Two teams of researchers pursuing optical breakthroughs got a boost from the Optica Foundation, which gave each team $100,000 in grants. One team is looking at boosting bandwidth, while the other is looking to improve free space optics.

Optica is an American scientific society for optics and photonics.

Boosting Optical Bandwidth

A team led by Dr. Ying Xue from The Hong Kong University of Science and Technology aims to help networks become capable of processing the immense amount of data being produced globally.

The amount of data growth is so great that silicon-based integrated circuits and systems are becoming bottlenecks. Although some potential solutions have emerged, those solutions have been hampered by fabrication, production and economic constraints.

Xue and her team were awarded the grant for work on an integration method called lateral aspect ratio trapping (LART). According to a release issued by Optica Foundation, LART enables placement of high-performance lasers precisely where they are needed in a photonic integrated circuit.

Within six months, the researchers expect to conduct experiments to fine-tune and gather information on designs for electrically pumped lasers in silicon photonics.

“This is complex work, but it will address the issues of integrated photonics delivering on the promises of silicon photonics,” Xue said in a prepared statement.

“We are looking at the complete functionality of a photonic integrated circuit on silicon, enabling large bandwidth, low cost, and the integration of electronics on the same chip. It will open new opportunities in research and industry.”

Free Space Optics

A team led by Dr. Ahmed Dorrah from the Harvard John A. Paulson School of Engineering and Applied Sciences is focused on making terahertz radiation for free space optical communications, which uses light propagating in free space to wirelessly transmit data traffic.

Terahertz radiation offers larger bandwidth than current wireless standards “with minimal external effects,” according to Optica. But using terahertz radiation has been hindered by the shortage of affordable cameras with the correct attributes to detect and read light signals.

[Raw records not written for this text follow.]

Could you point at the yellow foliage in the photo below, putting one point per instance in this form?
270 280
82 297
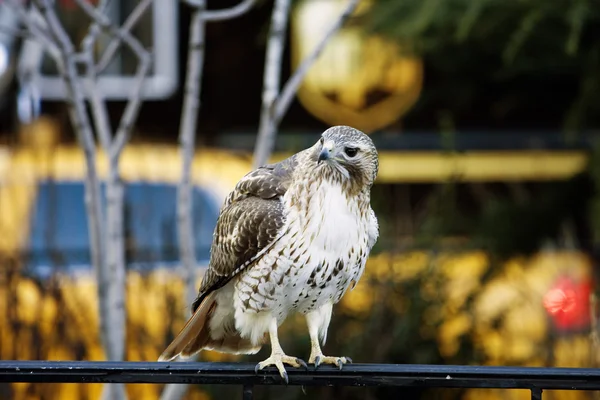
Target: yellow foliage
450 331
73 307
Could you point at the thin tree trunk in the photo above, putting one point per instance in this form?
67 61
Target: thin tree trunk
267 128
275 105
115 262
187 136
82 127
187 145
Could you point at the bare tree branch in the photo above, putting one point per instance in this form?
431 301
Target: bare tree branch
187 138
35 25
132 109
268 127
97 101
223 15
284 100
82 126
120 33
275 105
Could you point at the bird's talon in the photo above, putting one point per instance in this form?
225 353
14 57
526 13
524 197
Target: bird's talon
277 360
317 361
337 361
285 377
302 363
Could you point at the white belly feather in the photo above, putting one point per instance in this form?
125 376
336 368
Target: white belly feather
322 253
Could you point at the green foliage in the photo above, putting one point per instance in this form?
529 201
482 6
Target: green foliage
481 43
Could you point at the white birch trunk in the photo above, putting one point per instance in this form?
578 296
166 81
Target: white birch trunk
275 105
106 236
267 129
187 145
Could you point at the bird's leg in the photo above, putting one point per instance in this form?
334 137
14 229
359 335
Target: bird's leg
278 357
313 320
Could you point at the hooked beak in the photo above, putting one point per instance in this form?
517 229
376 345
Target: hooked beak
323 156
325 151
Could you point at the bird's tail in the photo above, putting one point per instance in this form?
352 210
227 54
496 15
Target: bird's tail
195 335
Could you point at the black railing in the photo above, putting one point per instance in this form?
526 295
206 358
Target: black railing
439 376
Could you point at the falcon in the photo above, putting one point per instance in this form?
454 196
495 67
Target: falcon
291 237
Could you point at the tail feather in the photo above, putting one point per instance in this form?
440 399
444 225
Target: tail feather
192 332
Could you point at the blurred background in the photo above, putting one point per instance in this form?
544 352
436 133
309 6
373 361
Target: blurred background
486 117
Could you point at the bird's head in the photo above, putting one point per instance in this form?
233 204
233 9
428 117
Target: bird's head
348 154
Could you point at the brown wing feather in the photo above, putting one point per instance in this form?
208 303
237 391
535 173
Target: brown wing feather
249 223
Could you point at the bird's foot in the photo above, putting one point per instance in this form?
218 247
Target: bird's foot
277 360
321 359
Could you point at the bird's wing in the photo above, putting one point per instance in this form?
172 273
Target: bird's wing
249 224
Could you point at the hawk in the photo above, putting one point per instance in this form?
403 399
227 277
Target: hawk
291 237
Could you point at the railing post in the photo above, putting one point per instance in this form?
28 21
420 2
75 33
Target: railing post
247 392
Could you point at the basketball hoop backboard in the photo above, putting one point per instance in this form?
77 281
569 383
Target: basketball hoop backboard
156 30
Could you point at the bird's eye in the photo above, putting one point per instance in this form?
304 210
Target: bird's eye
350 151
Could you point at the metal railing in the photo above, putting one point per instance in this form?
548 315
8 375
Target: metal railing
382 375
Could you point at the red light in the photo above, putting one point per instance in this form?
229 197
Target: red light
568 304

By developing efficient schemes for sensing and generating THz beams, Dorrah believes he can leverage them for use in FSO communications and beyond.

The researchers aim to make terahertz communications practical by addressing that limitation. The research is on metasurfaces, which are flat optics structures “designed to control light, to convert any one-dimensional THz power detector array to a full two-dimensional wavefront camera for capturing light signals.”

In essence, the metasurface “performs a set of operations on incoming light and projects the result onto a power detector, enabling the full reading of the THz beam profile with high resolution and over broadband.”